Relationship Between Hematologic Response and Organ Response
The endpoint of hematologic response is used primarily for rapid assessment of drug activity. Clinical benefit, however, is not dependent on hematologic response. Clinical benefit requires organ response. Reduction of urinary protein loss, improvement in echocardiographic changes, and clinically relevant reductions in NT-proBNP levels have been reported with stem-cell transplantation as well as with combination chemotherapy.[43,60] Using stem-cell transplantation, urinary protein levels as high as 21 g/24-hour period have fallen to < 0.2 g/day, a result associated with a survival of 72+ months (Gertz, unpublished). Others have reported similar organ responses. Most investigators believe that an organ response cannot occur in the absence of a significant hematologic response; studies have shown that complete responders survive better than very good partial responders and that hematologic response is the best predictor of organ response and survival. It is not known whether the amyloid deposits actually regress. It is believed that amyloid deposits may remain, yet significant organ healing nonetheless occurs, suggesting that soluble toxic intermediates may play a role in producing the organ dysfunction of amyloidosis.[62,63] If this is in fact the case, reduction of the free light chain level would directly impact organ dysfunction.
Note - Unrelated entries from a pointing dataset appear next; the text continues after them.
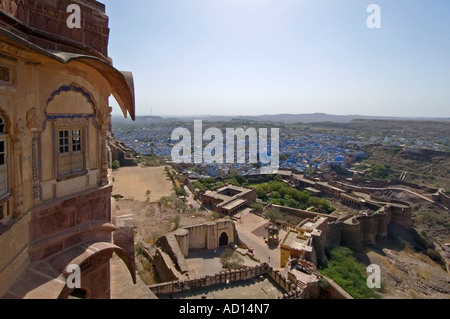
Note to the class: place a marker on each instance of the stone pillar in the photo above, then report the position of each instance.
(17, 191)
(182, 237)
(212, 240)
(104, 155)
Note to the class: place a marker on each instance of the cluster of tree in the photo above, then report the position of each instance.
(207, 183)
(278, 193)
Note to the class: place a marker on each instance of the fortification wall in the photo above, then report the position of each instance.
(444, 198)
(165, 273)
(351, 235)
(206, 281)
(303, 213)
(170, 246)
(401, 215)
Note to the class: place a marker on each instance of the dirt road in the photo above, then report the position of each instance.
(133, 183)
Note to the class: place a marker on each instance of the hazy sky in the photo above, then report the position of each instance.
(250, 57)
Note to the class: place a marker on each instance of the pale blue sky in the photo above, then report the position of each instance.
(250, 57)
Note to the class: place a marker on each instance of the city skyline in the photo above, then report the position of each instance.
(283, 57)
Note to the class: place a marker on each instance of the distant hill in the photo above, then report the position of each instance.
(278, 118)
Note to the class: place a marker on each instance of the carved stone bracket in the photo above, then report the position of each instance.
(35, 119)
(36, 171)
(73, 121)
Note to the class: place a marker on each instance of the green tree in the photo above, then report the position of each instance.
(115, 164)
(176, 222)
(273, 214)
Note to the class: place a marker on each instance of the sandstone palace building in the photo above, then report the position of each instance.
(55, 197)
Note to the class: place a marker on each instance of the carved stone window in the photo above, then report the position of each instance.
(71, 155)
(70, 147)
(5, 75)
(4, 183)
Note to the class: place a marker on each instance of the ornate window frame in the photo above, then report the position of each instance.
(70, 123)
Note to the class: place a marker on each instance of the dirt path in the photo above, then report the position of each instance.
(133, 183)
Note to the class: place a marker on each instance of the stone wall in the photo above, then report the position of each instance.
(444, 198)
(63, 224)
(169, 245)
(302, 213)
(165, 273)
(207, 281)
(44, 23)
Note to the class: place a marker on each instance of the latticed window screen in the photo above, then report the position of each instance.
(71, 155)
(5, 74)
(3, 166)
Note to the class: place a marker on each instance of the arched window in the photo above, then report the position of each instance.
(4, 183)
(3, 159)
When light-chain amyloidosis is diagnosed prior to the development of advanced cardiomyopathy, systemic therapy is capable of producing hematologic responses that will translate into organ responses and prolonged survival. When a patient is seen with a compatible clinical syndrome, studies to confirm light-chain amyloidosis should be performed, and the deposits must be verified as being both systemic and light chain–derived. Some patients are appropriate candidates for stem-cell transplantation. Advances in the management of multiple myeloma are currently being translated into a variety of clinical trials designed to improve the quality of life and survival of patients with light-chain amyloidosis.
Financial Disclosure: Dr. Gertz receives honoraria from Millennium, Binding Site, and Celgene. Dr. Dispenzieri reports clinical trials for Celgene and Millennium, and has also served as an unpaid member of Millennium’s advisory board; she received a travel award from Binding Site.